Beautiful tank Joe.....I certainly envy your setup......


----------



## JoeDizzleMPLS (Nov 5, 2007)

I'll fly up when you get your hands on enough plants to scape that thing and enough beer to keep me hydrated during the project.


----------



## serrasalmus_ve (Feb 12, 2008)

Very freaky system


----------



## Quido (Dec 5, 2006)

Very beautiful tank and Rhom!


----------



## DiPpY eGgS (Mar 6, 2005)

Joe, thanks a lot for the description!

I'll pm you for more details when I have the time to get it set up. It shouldn't be TOO long..
I have the R/O unit, but I need everything else.

Awesome..


----------



## JoeDizzleMPLS (Nov 5, 2007)

DiPpY eGgS said:


> Joe, thanks a lot for the description!
> 
> I'll pm you for more details when I have the time to get it set up. It shouldn't be TOO long..
> I have the R/O unit, but I need everything else.
> ...


No problem... It seems a lot more complicated until you actually do it, then it kinda takes care of itself and all you have to worry about is changing filters.


----------



## TRIG (Jun 1, 2011)

wow, that R/O setup you have is ingenious. You have it so organized and simple looking in that closet.


----------



## JoeDizzleMPLS (Nov 5, 2007)

TRIG said:


> wow, that R/O setup you have is ingenious. You have it so organized and simple looking in that closet.
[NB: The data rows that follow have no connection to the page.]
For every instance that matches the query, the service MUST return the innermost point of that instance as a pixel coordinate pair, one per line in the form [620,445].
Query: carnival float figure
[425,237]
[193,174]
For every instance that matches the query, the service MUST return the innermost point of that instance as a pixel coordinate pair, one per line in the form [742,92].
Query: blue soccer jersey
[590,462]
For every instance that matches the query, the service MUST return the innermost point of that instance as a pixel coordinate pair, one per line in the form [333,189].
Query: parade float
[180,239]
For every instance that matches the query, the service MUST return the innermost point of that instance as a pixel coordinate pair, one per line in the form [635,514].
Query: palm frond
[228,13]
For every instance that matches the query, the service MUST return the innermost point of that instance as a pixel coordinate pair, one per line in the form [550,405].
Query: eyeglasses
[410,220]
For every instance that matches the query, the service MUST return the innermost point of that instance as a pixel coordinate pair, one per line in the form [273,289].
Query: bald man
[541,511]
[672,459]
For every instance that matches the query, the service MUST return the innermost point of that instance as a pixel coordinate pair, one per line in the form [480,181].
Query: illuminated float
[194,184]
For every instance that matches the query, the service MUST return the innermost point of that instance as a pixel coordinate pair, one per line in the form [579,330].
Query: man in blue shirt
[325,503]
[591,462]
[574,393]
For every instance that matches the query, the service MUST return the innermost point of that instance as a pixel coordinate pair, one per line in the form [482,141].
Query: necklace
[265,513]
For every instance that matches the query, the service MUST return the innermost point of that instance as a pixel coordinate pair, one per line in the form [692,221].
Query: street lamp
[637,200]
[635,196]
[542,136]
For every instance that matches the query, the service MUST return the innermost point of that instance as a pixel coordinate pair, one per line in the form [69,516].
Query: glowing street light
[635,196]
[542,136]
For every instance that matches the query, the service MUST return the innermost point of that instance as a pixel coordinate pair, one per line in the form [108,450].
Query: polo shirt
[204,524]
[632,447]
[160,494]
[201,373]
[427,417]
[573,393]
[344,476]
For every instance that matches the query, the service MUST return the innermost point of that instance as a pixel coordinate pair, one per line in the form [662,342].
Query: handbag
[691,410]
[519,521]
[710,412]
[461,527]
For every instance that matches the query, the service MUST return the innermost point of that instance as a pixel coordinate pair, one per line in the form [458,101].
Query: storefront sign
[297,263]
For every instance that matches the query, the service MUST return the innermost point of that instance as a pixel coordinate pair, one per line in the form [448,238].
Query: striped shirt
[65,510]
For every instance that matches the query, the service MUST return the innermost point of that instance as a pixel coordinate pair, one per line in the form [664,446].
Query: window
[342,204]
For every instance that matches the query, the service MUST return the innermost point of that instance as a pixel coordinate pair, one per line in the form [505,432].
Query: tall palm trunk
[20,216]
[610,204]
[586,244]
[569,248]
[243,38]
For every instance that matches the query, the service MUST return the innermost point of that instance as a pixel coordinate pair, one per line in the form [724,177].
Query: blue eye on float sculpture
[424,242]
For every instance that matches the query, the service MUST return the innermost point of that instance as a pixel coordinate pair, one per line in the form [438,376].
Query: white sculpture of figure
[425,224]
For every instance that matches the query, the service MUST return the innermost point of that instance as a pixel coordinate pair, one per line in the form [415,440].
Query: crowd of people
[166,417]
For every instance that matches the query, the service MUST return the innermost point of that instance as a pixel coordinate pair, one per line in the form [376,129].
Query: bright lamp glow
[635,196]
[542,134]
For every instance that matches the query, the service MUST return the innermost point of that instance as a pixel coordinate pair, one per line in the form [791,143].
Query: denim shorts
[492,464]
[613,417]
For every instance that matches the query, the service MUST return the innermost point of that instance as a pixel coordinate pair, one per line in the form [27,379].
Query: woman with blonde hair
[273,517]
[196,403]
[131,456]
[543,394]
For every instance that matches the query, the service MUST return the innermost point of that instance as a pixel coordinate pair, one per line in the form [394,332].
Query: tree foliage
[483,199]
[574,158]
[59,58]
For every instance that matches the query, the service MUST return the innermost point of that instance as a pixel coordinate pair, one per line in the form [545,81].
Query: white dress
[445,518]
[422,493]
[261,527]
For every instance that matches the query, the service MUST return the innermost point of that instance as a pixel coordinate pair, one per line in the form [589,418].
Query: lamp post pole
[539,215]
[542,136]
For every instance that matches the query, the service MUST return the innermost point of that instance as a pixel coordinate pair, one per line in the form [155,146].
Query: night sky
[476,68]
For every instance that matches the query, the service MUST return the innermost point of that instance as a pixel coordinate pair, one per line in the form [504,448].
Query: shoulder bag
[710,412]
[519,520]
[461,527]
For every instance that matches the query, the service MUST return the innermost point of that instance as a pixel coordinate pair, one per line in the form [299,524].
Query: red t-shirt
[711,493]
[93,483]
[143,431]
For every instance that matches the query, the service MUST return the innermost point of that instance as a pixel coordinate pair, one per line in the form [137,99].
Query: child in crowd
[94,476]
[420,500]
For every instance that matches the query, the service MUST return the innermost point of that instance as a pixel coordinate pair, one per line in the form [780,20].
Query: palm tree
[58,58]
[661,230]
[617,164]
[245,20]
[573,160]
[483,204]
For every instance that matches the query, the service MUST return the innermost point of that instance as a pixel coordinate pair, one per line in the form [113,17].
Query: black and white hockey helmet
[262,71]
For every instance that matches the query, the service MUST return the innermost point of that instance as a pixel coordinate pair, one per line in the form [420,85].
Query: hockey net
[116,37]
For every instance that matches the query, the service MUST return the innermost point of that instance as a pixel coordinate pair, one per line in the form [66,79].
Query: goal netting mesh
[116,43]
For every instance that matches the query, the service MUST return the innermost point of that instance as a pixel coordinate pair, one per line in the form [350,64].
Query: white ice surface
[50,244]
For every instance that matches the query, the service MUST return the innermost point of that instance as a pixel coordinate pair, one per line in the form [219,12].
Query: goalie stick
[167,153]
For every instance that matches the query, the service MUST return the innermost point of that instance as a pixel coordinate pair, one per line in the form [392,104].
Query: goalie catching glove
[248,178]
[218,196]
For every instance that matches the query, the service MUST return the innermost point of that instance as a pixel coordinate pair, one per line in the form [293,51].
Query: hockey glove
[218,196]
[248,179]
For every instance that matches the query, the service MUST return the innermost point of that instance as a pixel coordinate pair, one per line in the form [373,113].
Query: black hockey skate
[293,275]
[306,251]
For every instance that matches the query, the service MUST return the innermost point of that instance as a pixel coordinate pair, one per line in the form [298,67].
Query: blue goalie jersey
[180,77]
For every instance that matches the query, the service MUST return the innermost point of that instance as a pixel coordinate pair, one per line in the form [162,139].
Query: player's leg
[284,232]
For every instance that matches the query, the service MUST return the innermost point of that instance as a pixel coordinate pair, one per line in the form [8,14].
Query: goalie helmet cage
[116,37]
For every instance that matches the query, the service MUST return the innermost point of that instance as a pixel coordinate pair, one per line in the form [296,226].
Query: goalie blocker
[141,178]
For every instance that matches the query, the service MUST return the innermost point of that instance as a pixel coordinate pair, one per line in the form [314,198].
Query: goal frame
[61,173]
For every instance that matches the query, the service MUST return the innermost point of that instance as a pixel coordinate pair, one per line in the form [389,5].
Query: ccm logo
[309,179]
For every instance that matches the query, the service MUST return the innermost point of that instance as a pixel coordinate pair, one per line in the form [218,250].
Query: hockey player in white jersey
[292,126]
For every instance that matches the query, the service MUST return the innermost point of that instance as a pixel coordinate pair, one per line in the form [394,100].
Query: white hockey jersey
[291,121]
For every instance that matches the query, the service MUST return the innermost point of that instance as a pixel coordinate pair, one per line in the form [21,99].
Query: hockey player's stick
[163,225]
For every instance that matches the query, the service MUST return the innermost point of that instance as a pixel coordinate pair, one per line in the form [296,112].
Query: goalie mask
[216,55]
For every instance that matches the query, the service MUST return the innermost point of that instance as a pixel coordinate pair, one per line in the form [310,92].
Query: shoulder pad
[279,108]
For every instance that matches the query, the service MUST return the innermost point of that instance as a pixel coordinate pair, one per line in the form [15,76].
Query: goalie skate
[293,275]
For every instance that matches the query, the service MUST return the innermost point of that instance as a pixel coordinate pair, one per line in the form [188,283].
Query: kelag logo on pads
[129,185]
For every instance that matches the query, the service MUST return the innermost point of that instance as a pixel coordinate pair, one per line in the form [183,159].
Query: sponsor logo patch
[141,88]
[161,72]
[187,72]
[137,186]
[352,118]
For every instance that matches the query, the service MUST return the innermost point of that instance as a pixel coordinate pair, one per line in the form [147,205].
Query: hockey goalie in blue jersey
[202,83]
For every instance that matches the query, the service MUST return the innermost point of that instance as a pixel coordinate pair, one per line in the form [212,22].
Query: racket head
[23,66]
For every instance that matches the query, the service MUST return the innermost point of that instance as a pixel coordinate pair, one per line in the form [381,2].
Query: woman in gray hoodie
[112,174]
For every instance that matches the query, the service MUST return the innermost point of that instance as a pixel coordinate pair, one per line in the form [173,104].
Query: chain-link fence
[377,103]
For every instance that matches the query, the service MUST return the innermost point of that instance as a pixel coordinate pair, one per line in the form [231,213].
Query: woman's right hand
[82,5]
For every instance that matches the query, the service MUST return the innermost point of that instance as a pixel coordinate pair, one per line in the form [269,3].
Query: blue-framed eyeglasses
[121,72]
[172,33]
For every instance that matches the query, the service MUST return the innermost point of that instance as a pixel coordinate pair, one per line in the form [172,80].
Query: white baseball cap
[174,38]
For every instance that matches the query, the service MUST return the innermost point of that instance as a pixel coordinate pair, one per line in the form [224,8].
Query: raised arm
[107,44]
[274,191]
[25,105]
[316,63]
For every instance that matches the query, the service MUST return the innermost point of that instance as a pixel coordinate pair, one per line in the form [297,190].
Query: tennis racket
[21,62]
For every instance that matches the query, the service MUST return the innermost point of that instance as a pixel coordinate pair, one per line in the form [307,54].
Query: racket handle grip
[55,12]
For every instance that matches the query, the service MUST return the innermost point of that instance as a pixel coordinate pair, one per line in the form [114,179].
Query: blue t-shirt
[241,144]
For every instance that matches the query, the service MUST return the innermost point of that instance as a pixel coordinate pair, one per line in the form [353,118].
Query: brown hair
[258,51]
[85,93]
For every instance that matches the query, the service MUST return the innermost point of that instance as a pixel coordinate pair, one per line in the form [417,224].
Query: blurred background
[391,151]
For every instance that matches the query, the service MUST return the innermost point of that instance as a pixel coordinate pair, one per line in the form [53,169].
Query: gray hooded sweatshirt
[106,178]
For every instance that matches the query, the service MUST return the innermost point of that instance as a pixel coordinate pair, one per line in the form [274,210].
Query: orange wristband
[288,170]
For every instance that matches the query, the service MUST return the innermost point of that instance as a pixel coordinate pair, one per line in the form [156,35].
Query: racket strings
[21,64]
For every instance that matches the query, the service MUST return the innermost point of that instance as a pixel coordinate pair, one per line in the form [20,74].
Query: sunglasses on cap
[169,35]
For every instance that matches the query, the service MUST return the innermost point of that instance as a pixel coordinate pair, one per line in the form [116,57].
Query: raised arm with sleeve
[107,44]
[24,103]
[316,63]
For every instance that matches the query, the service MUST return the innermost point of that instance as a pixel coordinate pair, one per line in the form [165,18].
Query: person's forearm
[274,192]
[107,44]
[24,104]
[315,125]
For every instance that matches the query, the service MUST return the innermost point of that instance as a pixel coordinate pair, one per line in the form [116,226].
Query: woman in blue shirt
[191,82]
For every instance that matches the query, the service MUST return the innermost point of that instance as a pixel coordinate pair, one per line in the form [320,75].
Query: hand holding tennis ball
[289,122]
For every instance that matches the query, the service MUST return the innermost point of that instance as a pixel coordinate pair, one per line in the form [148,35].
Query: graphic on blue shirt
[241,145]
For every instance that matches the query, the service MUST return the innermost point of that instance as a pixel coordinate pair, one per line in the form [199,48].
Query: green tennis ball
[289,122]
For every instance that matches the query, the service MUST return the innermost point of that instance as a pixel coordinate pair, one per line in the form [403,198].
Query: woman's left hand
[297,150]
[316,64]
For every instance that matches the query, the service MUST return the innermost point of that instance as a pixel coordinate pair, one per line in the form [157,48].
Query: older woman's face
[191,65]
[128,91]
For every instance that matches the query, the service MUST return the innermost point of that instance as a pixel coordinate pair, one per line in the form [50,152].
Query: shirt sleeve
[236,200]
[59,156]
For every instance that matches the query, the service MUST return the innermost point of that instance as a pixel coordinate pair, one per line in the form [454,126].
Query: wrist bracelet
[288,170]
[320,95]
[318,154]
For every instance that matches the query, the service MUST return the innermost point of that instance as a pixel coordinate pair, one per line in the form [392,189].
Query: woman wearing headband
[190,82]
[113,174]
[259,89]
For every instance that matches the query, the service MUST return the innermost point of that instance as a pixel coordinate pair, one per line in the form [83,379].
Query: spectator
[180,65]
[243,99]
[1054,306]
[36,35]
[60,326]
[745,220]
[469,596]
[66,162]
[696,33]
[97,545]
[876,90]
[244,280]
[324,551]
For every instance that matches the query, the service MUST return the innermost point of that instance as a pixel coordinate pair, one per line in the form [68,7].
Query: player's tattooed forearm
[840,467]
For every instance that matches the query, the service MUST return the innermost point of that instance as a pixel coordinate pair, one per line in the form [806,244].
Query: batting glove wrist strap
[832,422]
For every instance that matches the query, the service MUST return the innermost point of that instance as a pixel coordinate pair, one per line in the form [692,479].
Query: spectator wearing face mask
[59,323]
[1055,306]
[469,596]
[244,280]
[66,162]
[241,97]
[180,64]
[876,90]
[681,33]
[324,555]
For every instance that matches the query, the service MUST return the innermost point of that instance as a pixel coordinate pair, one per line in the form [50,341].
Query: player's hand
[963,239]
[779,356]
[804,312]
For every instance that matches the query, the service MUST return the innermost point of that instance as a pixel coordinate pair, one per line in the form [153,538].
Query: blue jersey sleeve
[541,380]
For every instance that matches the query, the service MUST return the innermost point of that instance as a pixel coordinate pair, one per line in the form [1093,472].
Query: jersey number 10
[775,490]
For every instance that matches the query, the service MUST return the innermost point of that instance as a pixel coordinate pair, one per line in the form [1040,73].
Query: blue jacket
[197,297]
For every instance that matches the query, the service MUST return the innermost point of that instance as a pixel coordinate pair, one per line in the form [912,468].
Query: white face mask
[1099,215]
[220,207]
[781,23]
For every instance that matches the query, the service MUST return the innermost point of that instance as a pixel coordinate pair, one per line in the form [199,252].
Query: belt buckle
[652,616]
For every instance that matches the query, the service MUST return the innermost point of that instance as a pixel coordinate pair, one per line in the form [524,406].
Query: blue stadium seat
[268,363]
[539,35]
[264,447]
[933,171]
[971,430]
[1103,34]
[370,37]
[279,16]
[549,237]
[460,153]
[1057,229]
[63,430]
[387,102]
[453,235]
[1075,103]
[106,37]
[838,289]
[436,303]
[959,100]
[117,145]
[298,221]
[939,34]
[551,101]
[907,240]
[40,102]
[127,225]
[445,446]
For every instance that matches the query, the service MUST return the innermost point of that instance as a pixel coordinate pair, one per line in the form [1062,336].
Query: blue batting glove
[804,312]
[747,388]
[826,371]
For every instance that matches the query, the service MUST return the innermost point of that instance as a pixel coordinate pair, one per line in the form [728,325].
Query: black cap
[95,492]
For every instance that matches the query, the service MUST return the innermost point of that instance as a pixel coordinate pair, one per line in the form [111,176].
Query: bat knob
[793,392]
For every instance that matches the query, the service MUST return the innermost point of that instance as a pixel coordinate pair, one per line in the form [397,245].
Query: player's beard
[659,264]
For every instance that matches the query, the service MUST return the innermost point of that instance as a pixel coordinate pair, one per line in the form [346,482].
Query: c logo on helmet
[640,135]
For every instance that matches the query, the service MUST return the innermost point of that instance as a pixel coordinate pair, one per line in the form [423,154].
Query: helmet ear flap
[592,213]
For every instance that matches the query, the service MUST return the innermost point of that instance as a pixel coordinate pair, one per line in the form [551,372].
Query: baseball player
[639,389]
I'll be sure to tell my girl that, she still thinks it's ridiculous that I have an entire walk-in closet filled with fish stuff.


----------



## Sacrifice (Sep 24, 2006)

Alright Joe, once again your tank is drool worthy. If my memory serves me right, you're not running CO2, yet I continue to see amazing growth.

*EDIT: I just found your other thread Joe, it has a lot of the below info, but if you'd like to elaborate here I'll leave the following anyway.*

Could you please take the time to tell me your exact equipment and what ferts you're dosing and how often. I'm just amazed at your tanks and I was actually starting to take the CO2 plunge but if you can pull this off without it I'd like to give it a shot. I have a lot of the same plants as you and I've had them in a 75g for about 8 months and haven't seen a 1/10 of the growth that you have.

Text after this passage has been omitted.